TTFT, TPOT, and Why You Quote Both
── Single-stream view (one user, no contention) ─────────────────────────────
prompt: 2000 tokens, output: 200 tokens, 70B model on H100x2
TTFT ≈ 600 ms (prefill: 2000 tokens × FLOPs/token)
TPOT ≈ 40 ms (decode: 200 GB weights / 3 TB/s ≈ 23 ms + overhead)
E2E ≈ TTFT + 200 · TPOT ≈ 8.6 s
── Production view (50 concurrent users) ────────────────────────────────────
Queue time creeps into TTFT; batch helps TPOT scale sub-linearly.
A well-tuned system: TTFT P50 ≈ 800 ms, TPOT P50 ≈ 50 ms, throughput
≈ 1500 tok/s aggregate across the batch.
If you only optimize TPOT you ship a system with great steady-state speed
and a horrible first-impression delay. If you only optimize TTFT you ship
one where long answers feel like they're crawling. You need both.
Other Inference Workloads — Where the LLM Pattern Doesn't Apply
Most of this guide is written for autoregressive LLMs, because that's where serving complexity is densest. But "inference" is a broader umbrella, and the techniques shift in important ways for each non-LLM workload. The table below is the map; deeper treatment lives in the topic-specific guides.

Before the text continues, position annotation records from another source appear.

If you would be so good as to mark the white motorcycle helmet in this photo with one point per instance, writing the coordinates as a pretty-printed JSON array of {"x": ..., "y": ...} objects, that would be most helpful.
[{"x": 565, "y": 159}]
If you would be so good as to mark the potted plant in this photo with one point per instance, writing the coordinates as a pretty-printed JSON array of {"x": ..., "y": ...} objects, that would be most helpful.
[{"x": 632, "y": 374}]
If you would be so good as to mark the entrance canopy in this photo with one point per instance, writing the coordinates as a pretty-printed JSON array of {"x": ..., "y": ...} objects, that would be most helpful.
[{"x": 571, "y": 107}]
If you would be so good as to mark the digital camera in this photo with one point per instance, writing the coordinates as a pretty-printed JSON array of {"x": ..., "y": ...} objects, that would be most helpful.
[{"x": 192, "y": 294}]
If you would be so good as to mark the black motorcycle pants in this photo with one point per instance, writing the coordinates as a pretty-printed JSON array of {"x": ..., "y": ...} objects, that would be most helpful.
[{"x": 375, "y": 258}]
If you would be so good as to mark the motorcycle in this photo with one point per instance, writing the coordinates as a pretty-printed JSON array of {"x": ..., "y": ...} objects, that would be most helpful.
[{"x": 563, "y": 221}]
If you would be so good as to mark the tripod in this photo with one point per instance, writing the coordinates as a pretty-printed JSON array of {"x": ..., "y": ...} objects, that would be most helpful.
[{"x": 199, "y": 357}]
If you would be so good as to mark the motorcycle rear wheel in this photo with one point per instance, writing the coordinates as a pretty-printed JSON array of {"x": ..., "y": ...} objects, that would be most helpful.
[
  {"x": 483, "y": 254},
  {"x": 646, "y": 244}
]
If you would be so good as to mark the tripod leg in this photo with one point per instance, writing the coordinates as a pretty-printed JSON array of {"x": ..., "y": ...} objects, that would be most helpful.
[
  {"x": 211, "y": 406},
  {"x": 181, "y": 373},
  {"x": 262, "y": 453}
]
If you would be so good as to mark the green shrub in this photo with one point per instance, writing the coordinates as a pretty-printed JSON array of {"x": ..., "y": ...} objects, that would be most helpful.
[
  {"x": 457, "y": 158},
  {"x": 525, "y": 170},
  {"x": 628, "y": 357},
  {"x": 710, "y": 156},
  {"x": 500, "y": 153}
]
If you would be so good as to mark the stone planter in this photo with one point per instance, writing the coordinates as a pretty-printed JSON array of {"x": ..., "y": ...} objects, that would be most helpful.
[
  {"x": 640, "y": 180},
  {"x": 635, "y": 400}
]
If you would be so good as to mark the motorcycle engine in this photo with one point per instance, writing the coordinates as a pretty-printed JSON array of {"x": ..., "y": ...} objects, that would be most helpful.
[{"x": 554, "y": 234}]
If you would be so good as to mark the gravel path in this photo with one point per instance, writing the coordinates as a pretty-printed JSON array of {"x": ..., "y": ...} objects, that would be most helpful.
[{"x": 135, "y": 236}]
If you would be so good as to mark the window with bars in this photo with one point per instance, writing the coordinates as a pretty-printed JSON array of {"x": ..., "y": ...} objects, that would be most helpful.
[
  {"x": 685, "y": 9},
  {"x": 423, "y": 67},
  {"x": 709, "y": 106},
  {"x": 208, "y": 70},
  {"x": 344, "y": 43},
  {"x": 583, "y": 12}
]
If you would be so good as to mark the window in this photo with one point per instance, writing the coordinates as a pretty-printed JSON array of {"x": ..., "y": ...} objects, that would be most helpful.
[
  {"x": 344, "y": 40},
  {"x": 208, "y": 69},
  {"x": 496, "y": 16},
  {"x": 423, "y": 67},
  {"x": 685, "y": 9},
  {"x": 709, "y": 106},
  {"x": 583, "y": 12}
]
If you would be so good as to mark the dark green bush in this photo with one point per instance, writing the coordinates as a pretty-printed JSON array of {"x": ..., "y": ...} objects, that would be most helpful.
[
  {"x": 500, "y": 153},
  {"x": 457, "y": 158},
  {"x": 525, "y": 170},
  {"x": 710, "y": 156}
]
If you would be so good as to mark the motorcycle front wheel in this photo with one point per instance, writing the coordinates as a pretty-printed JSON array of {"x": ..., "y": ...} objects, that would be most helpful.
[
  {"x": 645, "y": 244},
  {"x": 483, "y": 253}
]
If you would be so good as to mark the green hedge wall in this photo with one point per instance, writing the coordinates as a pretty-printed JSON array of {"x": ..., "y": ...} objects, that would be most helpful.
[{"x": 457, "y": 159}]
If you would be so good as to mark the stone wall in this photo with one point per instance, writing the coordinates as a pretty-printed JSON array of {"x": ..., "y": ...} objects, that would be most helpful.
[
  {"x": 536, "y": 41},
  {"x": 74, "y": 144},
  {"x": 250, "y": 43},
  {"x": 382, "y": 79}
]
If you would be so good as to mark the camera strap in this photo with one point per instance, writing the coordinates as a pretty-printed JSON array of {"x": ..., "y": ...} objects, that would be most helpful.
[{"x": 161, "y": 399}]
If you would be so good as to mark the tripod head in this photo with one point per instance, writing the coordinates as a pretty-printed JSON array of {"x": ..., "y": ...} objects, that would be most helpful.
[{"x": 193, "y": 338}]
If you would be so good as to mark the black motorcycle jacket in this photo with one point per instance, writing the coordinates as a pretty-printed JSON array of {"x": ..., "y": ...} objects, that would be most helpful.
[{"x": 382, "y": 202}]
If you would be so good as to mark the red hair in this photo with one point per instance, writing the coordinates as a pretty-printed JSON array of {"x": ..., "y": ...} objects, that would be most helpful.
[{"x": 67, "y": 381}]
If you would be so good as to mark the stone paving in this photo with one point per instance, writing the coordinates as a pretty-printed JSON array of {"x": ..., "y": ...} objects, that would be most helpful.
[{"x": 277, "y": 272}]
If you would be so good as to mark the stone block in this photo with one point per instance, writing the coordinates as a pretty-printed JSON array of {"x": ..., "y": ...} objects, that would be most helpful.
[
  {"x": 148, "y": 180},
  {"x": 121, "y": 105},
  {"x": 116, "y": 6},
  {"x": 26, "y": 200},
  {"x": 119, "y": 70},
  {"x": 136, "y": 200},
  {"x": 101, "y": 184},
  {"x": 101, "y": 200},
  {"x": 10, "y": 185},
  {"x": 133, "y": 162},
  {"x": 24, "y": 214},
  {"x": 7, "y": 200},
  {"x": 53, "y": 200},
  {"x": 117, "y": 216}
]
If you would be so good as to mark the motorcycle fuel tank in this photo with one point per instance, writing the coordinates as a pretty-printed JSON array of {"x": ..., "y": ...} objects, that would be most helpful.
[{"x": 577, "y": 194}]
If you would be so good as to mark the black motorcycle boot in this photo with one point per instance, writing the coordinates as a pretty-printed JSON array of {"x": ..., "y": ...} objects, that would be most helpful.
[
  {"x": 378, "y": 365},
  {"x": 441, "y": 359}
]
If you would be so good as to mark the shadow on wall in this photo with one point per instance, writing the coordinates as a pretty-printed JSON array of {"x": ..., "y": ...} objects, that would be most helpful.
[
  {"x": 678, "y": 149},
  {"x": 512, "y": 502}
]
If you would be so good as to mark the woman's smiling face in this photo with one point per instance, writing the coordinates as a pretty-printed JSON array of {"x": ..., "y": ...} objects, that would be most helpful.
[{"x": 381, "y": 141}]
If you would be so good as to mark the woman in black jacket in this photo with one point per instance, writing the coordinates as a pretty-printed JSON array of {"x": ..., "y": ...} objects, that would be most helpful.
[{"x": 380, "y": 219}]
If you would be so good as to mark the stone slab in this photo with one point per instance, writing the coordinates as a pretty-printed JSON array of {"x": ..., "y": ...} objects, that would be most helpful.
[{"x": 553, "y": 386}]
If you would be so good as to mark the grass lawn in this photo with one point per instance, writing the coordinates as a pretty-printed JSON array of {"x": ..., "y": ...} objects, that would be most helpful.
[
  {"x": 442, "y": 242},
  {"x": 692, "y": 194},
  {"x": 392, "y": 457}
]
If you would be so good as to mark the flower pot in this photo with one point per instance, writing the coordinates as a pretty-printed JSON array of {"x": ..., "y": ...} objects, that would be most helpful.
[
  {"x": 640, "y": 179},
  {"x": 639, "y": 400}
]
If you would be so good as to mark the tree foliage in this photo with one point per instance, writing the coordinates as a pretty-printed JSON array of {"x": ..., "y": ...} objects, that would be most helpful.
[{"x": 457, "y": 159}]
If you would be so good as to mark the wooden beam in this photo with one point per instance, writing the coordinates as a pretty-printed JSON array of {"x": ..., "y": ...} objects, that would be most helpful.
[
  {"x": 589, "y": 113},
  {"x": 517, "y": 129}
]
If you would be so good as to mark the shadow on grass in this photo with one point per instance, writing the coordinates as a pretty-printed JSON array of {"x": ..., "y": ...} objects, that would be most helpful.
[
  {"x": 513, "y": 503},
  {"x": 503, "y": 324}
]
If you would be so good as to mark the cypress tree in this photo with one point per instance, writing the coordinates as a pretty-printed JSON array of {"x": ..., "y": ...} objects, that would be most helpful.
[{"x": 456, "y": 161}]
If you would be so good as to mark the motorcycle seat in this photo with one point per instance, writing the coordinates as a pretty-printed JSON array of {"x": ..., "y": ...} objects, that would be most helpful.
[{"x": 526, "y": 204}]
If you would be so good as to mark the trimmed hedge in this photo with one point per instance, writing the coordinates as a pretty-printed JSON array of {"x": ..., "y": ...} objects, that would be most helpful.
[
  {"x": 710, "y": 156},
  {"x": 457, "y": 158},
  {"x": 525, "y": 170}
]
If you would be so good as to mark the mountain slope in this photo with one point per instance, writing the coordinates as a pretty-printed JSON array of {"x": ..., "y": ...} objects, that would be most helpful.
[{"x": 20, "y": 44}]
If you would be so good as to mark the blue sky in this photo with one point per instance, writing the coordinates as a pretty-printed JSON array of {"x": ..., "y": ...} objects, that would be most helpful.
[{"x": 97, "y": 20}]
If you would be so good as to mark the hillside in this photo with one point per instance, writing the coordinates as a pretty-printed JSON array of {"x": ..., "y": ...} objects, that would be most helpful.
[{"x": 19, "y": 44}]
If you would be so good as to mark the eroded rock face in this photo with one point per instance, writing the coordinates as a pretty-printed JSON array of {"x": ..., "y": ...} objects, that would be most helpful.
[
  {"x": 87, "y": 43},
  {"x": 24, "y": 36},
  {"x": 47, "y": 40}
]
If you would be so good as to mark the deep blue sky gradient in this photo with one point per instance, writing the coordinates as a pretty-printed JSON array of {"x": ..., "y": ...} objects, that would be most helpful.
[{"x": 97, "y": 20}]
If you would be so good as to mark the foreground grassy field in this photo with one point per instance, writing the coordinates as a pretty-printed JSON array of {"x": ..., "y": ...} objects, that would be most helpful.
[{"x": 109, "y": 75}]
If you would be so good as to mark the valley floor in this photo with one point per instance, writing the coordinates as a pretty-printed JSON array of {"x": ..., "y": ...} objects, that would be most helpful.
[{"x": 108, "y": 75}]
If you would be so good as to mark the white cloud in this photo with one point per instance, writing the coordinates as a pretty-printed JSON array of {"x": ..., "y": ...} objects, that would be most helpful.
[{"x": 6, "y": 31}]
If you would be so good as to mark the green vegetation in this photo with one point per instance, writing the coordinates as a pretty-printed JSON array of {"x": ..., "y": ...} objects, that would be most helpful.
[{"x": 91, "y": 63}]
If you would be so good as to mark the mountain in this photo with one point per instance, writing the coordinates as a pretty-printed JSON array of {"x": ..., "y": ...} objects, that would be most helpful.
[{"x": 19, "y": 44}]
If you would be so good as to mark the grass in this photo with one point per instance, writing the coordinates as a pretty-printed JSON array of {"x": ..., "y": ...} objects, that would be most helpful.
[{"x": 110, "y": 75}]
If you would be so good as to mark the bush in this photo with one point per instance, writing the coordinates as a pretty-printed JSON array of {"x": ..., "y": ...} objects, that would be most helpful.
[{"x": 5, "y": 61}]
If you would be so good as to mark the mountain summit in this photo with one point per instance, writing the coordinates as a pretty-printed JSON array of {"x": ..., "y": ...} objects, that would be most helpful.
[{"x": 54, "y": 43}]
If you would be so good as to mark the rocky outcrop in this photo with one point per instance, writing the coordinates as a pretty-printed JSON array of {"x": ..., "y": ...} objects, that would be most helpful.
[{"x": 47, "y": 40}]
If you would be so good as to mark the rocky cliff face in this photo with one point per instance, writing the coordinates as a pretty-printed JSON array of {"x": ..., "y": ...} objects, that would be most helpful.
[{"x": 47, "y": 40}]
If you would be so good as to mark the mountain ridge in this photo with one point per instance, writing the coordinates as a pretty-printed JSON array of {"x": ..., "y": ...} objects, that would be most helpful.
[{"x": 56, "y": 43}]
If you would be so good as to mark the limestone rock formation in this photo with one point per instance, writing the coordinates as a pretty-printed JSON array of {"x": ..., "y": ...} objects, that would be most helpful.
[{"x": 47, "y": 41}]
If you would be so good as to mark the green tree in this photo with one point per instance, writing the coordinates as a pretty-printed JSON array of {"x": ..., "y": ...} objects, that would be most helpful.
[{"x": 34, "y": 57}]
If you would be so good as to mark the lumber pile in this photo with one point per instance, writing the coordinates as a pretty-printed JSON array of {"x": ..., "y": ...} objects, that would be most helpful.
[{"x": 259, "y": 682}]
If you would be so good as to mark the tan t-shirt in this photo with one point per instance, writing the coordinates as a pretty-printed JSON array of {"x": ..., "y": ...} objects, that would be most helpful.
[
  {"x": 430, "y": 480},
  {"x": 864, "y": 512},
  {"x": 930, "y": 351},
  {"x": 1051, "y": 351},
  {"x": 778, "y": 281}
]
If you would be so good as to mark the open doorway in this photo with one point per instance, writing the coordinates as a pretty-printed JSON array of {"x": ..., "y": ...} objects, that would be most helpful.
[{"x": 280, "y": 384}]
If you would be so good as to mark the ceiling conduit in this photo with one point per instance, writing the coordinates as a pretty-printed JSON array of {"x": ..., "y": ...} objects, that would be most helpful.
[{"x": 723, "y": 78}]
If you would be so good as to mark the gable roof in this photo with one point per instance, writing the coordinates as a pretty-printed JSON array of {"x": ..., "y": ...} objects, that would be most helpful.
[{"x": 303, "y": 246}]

Workload Dominant cost Batching shape Owning guide
───────────────────── ───────────────── ──────────────────── ─────────────────
Decoder-only LLM Decode: HBM B/W Heterogeneous, this guide
Prefill: FLOPs continuous
───────────────────── ───────────────── ──────────────────── ─────────────────
Diffusion (image/video) Many denoising Big static batches, Image Gen Phase 7
steps, all prefill- same step-count Video Gen Phase 4
shaped (FLOPs) per request
───────────────────── ───────────────── ──────────────────── ─────────────────
Embeddings / rerankers One forward pass, Huge homogeneous Multimodal Phase 3
pure encoder batches, no decode
───────────────────── ───────────────── ──────────────────── ─────────────────
VLMs (image+text in, Vision encoder LLM-shaped after the Multimodal Phase 5
text out) (prefill-like) + vision tower; KV
LLM decode cache lives in text
───────────────────── ───────────────── ──────────────────── ─────────────────
ASR / TTS Mostly encoder Big batches, low Multimodal Phase 6
passes; some per-request memory
autoregressive
───────────────────── ───────────────── ──────────────────── ─────────────────
Robot policies / VLAs Real-time control Tiny batches (often Robotics Phase 8
loop (10–100 Hz) 1), latency-critical
The big takeaways for non-LLM workloads:
- Diffusion serving is essentially "do prefill N times" — there's no KV cache, no autoregression. The optimizations that matter are step-distillation (turning 50-step sampling into 1–4 steps), batched cross-attention, and CFG fusion. See Image Generation Phase 10 and Video Generation Phase 10.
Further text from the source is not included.